Der Streit mit der R+V-Versicherung wurde derweil durch alle Instanzen ausgefochten. Bis schließlich das BAG seinen Fall zur Prüfung weiter nach Luxemburg gab. Das deutsche AGG, erlassen im Sommer 2006, geht ja auf eine EU-Richtlinie gegen Diskriminierung zurück. Die obersten deutschen Arbeitsrichter stellten den Kollegen am EuGH zwei Fragen:

  • Kann sich auch ein Scheinbewerber auf das AGG berufen?
  • Wenn nein: Ist so eine Bewerbung dann nicht Rechtsmissbrauch?

Die Antworten der Luxemburger sind deutlich: Nur ernsthafte Bewerber sollen vor Diskriminierung geschützt werden. Das könne man nach EU-Recht tatsächlich als Rechtsmissbrauch bewerten.

Damit geht der Fall zurück an die deutschen Gerichte - und es dürfte für K. allmählich eng werden. "Viele Unternehmen und Staatsanwaltschaften werden aufmerksam beobachten, zu welcher Entscheidung das Bundesarbeitsgericht in seinem Fall kommt", sagt Philipp Byers, Fachanwalt für Arbeitsrecht bei der Kanzlei Lutz Abel in München. "Sie würden schon gerne den einen oder anderen Scheinbewerber zur Rechenschaft ziehen. Das hat der EuGH heute möglich gemacht."

Bitte nur ernst gemeinte Zuschriften

Wie aber erkennt man ernst gemeinte Zuschriften von Bewerbern? Wahrscheinlich wird genau diese Frage bald die Gerichte öfter beschäftigen. Für harte Strafen muss der Fall offensichtlich sein. "Zum Beispiel, wenn sich ein Finanzfachmann auf eine Ingenieursstelle bewirbt und hinterher sagt, er sei wegen einer Behinderung nicht genommen worden", erläutert Byers.

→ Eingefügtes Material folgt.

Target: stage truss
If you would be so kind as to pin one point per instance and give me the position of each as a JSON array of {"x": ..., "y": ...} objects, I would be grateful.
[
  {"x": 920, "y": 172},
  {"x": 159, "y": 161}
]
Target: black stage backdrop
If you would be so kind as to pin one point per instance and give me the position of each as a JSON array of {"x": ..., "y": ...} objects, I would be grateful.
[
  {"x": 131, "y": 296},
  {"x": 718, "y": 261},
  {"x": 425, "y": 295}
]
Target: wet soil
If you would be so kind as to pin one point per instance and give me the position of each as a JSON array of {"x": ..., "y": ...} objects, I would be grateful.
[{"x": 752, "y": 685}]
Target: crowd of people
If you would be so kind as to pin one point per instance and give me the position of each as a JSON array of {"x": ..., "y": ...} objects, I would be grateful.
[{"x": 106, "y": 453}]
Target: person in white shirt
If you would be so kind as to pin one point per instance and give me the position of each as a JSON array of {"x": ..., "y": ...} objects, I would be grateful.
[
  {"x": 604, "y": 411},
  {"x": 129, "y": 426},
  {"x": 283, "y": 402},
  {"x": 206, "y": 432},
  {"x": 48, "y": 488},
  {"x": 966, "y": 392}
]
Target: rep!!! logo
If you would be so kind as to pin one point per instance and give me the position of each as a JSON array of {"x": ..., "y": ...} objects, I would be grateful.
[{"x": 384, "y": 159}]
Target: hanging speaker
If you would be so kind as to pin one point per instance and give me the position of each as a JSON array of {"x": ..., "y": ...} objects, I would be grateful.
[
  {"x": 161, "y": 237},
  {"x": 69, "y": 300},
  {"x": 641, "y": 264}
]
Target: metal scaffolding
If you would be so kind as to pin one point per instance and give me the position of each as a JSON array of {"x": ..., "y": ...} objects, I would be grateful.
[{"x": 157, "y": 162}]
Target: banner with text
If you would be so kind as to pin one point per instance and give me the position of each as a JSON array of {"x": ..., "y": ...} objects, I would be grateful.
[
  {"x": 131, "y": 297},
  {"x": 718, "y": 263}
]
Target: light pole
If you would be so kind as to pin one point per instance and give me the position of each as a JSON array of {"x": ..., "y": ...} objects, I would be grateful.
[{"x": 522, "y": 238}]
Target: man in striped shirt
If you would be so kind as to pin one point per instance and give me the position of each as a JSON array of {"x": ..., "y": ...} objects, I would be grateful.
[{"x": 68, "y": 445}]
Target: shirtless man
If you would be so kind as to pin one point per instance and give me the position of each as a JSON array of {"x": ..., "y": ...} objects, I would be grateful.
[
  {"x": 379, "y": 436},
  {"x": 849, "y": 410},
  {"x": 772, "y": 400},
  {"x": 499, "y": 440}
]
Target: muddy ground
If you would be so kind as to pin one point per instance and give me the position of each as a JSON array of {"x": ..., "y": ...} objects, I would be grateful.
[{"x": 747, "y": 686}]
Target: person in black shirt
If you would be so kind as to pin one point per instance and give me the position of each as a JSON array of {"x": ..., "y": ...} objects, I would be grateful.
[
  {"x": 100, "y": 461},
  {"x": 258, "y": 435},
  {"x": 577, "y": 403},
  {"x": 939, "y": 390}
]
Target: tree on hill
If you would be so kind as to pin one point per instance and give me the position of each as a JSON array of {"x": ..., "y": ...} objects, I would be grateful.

K. wurde damals übrigens doch noch von der Versicherung zum Vorstellungsgespräch eingeladen - nachdem er wegen Altersdiskriminierung geklagt hatte. Die Entscheidung sei ein Versehen gewesen, man wolle den Bewerber nun doch kennenlernen. Doch der wollte erst kommen, nachdem er seine Entschädigung bekommen hätte.